How else can I find out about outages during and after a storm?
The co-op tries its best to keep members informed through its website, bluebonnet.coop, as well as its online outage viewer, social media (Facebook and Twitter), automated calls and traditional media such as TV, radio and newspapers. In a major event, Bluebonnet may also keep members updated by extending the hours that member service representatives are available to answer calls.

My neighbor’s lights are on, but mine aren’t? Why is that happening?
Even though your properties are close, your home or business could be on a different section of power line, or your outage may be an isolated incident. The source of any outage may be miles from your location, not visible to you. You may see Bluebonnet trucks on roads near your house, even though your power is still out. That’s because we have different types of crews doing jobs. See the infographic on pages 20-21 for details.

I think I see a live power line on the ground. What should I do?
Call 911 and stay far away! Then call Bluebonnet’s outage line at 800-949-4414. A live line on the ground is extremely dangerous and can electrocute someone 25 feet away or farther. An energized line doesn’t always spark or arc, or do anything to indicate it is still electrified. Assume all downed power lines are electrified.

What else can I do to plan ahead for various weather events?
We have more tips, lists and advice on the Outages and Storms page on the co-op’s website at bluebonnet.coop/outages.

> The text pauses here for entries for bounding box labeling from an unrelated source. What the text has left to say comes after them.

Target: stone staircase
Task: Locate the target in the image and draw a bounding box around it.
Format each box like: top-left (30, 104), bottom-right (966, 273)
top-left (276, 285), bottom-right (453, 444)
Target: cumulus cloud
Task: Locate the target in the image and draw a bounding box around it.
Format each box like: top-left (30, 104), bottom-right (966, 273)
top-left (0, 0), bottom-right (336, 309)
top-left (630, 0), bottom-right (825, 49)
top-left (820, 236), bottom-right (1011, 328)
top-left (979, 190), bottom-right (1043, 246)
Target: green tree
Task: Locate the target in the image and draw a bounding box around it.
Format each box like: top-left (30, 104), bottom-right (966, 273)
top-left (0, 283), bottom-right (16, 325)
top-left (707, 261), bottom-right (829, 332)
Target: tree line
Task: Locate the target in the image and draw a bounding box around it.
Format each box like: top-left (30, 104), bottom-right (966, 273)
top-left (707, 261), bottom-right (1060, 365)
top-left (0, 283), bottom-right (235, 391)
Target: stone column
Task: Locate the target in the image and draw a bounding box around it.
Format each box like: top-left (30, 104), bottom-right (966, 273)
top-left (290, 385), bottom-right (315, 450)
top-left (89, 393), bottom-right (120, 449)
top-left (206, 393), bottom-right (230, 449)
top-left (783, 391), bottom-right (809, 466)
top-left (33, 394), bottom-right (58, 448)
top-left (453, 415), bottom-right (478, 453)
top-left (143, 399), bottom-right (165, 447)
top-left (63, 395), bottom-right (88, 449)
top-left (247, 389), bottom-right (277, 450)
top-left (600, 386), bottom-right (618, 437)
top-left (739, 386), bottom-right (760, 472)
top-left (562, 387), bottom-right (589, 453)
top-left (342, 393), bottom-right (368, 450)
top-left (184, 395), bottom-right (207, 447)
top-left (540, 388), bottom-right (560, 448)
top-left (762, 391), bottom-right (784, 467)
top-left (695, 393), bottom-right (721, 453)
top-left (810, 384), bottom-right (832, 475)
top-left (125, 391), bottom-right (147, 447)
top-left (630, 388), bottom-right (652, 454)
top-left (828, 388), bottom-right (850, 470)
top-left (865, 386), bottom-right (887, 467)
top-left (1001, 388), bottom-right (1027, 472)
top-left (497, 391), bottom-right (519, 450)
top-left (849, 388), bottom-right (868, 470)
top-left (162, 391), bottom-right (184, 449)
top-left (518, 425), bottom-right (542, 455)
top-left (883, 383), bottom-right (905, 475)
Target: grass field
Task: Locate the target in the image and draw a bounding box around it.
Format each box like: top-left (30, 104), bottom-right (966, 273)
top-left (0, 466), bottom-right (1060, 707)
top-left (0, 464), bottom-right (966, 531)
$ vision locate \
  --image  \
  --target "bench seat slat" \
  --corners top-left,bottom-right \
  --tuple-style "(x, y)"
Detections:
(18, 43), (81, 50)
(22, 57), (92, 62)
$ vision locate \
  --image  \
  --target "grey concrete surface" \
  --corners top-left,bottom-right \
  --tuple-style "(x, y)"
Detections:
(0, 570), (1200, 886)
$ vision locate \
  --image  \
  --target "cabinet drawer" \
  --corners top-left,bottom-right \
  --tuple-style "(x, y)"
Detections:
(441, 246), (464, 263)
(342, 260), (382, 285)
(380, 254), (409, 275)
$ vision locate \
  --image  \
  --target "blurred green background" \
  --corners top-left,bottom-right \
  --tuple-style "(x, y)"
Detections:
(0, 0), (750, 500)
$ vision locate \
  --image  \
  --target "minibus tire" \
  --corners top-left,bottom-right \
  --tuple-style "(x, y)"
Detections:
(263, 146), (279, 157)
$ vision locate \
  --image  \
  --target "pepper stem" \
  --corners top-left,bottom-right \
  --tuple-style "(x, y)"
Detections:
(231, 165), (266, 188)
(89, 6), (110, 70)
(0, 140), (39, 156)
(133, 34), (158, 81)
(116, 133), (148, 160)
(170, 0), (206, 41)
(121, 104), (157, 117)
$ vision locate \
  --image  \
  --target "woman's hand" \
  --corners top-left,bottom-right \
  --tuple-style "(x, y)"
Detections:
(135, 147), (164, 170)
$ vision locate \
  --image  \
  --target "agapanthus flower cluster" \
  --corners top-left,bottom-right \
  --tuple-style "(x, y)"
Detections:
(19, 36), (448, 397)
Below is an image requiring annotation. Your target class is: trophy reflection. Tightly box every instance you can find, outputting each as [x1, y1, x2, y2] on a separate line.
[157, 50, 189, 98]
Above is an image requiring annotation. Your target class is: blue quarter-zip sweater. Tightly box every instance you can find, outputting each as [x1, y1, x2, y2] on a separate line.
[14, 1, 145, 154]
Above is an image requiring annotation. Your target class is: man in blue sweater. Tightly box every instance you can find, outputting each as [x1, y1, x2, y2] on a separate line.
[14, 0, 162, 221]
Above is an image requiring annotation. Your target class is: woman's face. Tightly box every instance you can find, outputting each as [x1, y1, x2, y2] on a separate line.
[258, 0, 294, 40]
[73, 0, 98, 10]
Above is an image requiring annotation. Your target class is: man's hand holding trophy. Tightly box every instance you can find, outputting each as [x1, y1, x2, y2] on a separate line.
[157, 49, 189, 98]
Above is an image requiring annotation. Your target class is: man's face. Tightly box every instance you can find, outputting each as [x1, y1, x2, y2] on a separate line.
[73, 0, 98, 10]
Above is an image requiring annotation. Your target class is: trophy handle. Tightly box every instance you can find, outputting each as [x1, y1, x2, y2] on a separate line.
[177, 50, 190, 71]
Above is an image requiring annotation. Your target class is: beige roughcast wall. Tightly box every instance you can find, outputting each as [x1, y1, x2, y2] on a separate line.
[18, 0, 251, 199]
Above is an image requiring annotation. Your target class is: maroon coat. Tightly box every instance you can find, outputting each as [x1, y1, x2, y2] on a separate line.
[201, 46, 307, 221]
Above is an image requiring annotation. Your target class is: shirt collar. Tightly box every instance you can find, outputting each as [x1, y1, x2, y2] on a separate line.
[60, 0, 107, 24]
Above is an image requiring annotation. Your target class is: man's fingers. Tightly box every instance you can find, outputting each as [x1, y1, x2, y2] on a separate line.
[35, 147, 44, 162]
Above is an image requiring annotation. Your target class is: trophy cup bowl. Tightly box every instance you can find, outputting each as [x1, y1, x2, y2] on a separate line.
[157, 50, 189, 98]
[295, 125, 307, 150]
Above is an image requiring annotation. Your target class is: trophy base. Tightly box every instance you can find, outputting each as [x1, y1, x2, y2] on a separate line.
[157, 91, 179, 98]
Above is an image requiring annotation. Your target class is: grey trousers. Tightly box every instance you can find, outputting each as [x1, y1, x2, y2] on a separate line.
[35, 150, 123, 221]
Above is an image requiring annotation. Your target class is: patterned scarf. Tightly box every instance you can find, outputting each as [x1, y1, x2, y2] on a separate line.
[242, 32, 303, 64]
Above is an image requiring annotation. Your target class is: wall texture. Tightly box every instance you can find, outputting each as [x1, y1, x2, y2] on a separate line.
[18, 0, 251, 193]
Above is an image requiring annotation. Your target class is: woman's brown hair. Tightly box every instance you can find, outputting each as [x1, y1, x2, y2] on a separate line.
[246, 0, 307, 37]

Flooding safety: Stay safe when the waters rise


Flooding is the most common type of natural disaster in the United States. Here are a few recommendations for planning:
  • Know and follow all directions from local officials for community evacuation or seek high ground for localized flooding. Plan ahead by knowing your community’s local flood evacuation plan. Identify escape routes from your location if roads are flooded.
  • Consider buying a NOAA Weather Radio All Hazards receiver, which receives broadcast alerts directly from the National Weather Service. You can purchase these at many retail locations or online. For more information on them, visit nws.noaa.gov/nwr.
  • Avoid walking or driving through flood waters. Just 6 inches of moving water can knock you down, and 1 foot of water can sweep your vehicle away.
  • If there is a chance of flash flooding, move immediately to higher ground. Flash floods are the No. 1 cause of weather-related deaths in the U.S., not just during Hurricane Harvey.
  • If floodwaters rise around your car but the water is not moving, abandon the car and move to higher ground. Do not leave the car to enter moving water.
  • Avoid camping or parking along streams, rivers and creeks during heavy rainfall. These areas can flood quickly and with little warning.
  • Return home only when authorities say it is safe.
  • Watch out for debris where floodwaters have receded.
  • After the storm, avoid standing water because it might be contaminated.